3.1. Discontinuité faible

Seule est pris en compte p en tant que nouveau moment dans le discours ; dans le contexte gauche il n’y a pas de frayage de la survenue de p ; seul p validé est pris en compte comme moment distingué dans l’enchaînement discursif.

a. déjà à l’initiale
En position initiale, déjà introduit un nouveau moment dans la représentation d’un état de choses. Selon le contexte, ce nouveau moment marque :

  • une accélération du cours des événements : exemples (6) et (7) :

(6)

Les petites se mirent à rire et les vaches et le chien aussi. La Cornette était si en colère qu’elle tremblait des quatre pattes. Elle déclara d’une voix rageuse : « Je vais le dire ». Déjà elle se dirigeait vers la ferme, mais le chien se mit devant elle et l’avertit : « Si tu fais encore un pas, je te mange le mufle ». [Aymé, Marcel, Nouvelles complètes]

(7)

Le lendemain, et les jours suivants, il n’avait presque pas quitté le tombeau, assis sur la terre brûlante, enveloppé dans son manteau de laine, les yeux et la gorge brûlants de fièvre. Déjà le vent apportait la poussière sur la terre du tombeau, l’effaçait doucement. Ensuite, la fièvre avait envahi son corps, et il avait perdu conscience. [Le Clézio, Jean-Marie Gustave, Désert]

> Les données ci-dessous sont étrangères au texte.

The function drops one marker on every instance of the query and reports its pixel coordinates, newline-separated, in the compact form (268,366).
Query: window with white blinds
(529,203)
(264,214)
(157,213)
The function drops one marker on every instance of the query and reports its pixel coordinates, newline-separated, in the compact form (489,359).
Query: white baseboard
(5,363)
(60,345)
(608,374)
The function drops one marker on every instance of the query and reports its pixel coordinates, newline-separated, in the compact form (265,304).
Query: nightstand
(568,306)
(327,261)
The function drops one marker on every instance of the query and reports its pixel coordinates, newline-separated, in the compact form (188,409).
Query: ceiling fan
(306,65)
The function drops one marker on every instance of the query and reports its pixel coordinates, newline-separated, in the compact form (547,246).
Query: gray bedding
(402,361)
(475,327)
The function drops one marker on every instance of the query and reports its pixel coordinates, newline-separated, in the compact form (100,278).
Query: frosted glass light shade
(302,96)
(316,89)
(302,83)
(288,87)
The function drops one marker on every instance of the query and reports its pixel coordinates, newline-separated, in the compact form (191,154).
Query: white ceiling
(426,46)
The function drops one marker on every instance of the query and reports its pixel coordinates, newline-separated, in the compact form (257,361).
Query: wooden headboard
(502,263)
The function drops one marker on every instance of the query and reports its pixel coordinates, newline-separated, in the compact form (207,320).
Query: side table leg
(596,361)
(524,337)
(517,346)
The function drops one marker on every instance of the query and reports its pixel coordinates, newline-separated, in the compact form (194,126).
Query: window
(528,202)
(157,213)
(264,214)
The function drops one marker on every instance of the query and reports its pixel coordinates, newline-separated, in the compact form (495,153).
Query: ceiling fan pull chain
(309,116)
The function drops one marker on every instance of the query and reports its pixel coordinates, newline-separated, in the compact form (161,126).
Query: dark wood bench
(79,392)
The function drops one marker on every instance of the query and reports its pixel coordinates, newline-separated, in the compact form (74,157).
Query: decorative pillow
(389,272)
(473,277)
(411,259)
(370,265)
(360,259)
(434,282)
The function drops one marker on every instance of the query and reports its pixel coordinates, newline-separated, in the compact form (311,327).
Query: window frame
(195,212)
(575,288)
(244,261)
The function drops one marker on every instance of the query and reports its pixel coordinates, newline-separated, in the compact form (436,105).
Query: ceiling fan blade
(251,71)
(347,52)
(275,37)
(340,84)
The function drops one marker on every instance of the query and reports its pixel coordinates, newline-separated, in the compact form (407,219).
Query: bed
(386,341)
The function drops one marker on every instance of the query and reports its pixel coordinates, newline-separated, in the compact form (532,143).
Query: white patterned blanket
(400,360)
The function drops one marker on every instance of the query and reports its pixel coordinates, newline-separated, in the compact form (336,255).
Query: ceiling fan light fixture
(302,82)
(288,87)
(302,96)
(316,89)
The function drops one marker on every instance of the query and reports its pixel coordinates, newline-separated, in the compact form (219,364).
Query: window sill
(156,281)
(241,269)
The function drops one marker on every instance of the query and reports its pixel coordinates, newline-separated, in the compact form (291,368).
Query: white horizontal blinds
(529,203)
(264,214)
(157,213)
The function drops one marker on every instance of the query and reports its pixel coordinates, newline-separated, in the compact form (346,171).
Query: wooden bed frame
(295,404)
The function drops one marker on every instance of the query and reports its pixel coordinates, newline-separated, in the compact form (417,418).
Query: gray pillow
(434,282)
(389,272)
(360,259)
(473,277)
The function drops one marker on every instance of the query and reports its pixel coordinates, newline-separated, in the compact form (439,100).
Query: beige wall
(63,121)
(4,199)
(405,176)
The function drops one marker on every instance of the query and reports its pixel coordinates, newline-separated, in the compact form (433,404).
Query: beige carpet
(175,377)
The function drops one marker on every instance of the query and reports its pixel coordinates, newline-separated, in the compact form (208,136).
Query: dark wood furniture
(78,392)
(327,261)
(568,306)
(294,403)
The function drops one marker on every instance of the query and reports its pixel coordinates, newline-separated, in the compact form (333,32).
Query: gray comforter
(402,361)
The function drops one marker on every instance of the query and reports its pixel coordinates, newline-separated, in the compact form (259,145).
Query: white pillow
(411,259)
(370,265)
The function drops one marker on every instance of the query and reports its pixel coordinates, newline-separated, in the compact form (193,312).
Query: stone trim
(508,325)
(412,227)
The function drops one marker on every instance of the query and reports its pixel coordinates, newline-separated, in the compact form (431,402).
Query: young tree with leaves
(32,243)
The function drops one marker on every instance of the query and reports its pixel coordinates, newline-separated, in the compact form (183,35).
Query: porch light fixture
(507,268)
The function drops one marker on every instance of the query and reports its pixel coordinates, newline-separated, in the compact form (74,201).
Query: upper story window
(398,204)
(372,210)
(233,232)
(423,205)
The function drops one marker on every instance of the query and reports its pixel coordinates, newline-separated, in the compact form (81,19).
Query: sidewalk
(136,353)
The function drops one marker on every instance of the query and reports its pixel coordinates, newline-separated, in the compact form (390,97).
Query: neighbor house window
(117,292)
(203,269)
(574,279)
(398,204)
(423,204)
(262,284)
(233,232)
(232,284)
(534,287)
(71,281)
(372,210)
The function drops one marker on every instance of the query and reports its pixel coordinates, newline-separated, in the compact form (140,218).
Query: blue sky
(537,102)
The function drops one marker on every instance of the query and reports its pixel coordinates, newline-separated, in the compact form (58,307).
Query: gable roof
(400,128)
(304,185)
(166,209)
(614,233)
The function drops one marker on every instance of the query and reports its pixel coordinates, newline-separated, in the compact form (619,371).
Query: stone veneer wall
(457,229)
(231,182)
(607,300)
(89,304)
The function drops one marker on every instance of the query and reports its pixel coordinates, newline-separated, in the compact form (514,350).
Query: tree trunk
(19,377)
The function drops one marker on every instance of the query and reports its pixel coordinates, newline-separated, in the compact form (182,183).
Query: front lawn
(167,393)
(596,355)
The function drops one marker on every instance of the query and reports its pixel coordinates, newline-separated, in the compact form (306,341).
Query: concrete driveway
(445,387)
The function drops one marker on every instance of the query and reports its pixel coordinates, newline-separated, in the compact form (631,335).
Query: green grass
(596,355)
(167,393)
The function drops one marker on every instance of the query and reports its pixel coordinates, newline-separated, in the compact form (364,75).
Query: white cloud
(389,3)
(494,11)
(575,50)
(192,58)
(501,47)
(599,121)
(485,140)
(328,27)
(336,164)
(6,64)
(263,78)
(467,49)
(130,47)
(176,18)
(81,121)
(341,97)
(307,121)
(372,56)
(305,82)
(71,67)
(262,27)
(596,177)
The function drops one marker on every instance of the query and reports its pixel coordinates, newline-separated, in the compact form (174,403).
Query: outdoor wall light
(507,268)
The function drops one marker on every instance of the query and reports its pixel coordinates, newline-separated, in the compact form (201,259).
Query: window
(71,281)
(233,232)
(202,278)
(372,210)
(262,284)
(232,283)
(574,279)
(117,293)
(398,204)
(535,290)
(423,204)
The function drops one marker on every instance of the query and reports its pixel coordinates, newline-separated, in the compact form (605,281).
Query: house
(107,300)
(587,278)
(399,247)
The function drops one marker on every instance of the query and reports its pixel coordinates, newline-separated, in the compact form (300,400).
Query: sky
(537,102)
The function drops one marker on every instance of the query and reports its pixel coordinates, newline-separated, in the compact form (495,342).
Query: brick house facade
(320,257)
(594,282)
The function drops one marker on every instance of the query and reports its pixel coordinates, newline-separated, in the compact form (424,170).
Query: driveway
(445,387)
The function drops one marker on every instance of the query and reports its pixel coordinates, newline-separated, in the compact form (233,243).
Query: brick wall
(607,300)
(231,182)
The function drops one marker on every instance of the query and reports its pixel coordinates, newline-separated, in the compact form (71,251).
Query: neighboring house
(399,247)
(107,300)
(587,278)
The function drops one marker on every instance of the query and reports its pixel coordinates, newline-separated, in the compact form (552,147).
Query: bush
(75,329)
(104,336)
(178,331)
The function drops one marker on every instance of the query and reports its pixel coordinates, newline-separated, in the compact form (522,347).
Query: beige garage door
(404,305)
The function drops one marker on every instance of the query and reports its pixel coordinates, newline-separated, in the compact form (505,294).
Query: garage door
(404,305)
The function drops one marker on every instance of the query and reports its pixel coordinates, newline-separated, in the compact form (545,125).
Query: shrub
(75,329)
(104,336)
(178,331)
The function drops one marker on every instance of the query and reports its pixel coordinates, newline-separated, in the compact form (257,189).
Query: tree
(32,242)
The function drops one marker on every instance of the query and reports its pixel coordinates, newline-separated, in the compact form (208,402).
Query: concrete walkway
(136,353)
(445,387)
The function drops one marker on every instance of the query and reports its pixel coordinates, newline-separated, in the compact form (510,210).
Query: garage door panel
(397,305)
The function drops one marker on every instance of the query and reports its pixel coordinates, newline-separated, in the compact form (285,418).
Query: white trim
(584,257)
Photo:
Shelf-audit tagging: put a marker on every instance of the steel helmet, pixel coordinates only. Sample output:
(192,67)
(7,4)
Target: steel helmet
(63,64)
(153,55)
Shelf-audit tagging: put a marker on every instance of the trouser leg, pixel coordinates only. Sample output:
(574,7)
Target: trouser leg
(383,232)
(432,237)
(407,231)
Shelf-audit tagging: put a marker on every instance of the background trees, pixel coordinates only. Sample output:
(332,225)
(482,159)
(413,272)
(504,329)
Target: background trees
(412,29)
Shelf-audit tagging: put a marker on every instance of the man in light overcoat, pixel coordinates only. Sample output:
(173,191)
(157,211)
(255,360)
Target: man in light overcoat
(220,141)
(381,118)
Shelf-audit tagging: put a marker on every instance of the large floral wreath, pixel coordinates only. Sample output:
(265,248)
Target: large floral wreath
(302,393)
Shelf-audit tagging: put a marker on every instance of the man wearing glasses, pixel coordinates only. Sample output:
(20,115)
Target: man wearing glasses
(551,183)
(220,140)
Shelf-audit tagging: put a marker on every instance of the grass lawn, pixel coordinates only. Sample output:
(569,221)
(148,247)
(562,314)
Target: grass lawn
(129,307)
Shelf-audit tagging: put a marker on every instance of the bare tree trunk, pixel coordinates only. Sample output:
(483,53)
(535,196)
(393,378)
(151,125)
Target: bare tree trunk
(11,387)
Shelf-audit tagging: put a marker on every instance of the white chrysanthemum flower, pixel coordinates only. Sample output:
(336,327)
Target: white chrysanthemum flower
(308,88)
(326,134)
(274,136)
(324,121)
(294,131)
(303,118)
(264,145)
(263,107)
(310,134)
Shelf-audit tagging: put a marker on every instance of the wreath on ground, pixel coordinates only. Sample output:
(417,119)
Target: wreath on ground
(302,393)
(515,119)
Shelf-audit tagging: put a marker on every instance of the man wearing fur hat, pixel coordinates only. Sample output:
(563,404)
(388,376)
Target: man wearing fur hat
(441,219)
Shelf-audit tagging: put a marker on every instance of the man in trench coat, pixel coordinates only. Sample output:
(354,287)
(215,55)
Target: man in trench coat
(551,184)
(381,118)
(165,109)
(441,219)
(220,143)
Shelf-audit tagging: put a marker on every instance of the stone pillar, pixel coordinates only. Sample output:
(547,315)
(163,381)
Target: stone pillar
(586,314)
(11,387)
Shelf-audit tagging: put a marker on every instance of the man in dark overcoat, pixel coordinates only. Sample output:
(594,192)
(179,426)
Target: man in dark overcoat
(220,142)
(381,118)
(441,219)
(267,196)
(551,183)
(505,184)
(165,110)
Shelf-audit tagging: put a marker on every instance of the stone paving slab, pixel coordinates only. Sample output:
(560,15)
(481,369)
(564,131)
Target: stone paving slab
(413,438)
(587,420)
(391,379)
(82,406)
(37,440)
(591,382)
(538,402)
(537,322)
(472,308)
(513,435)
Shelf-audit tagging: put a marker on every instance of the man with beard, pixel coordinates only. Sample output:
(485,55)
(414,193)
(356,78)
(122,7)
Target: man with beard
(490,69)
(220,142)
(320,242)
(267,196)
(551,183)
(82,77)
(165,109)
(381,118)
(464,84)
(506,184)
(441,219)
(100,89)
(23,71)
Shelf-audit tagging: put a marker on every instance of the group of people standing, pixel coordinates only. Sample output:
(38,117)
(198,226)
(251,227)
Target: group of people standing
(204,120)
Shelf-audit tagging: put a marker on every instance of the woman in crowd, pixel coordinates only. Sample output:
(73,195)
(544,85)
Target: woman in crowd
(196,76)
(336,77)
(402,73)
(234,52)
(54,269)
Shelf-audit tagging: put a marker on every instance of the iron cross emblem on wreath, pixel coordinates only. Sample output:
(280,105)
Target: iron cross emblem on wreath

  • une forme de précocité : exemple (8) :

(8)

Quinze ans et demi. Déjà je suis fardée. Je mets de la crème Tokalon, j’essaye de cacher les taches de rousseur que j’ai sur le haut des joues, sous les yeux. [Duras, Marguerite, L’Amant]

  • un contraste entre deux événements a priori dans un rapport de succession ; dans l’exemple (9), noter le contraste encore/déjà :

(9)

Au cours de la traversée de la mer du Nord, nous avons été un peu dérivés et nous sommes arrivés sur la côte hollandaise deux miles south of track sur un point très solidement défendu contre lequel on nous avait mis en garde. Nous étions encore loin en mer que déjà on tirait sur nous abondamment. [Mendès-France, Pierre, Œuvres complètes. 1. S’engager 1922-1943]

  • lorsqu’il est détaché, déjà confère à p une valeur argumentative supplémentaire :

(10)

Tout à coup les parents sursautèrent. On entendait comme le bruit d’un pas lourd, la vaisselle tremblait dans le buffet. Ah ! ça mais on marche dans la maison… On dirait même… Ce n’est rien dit Delphine. C’est le chat qui court après les souris dans le grenier. Déjà, cet après-midi il a fait le même bruit. [Aymé, Marcel, Nouvelles complètes]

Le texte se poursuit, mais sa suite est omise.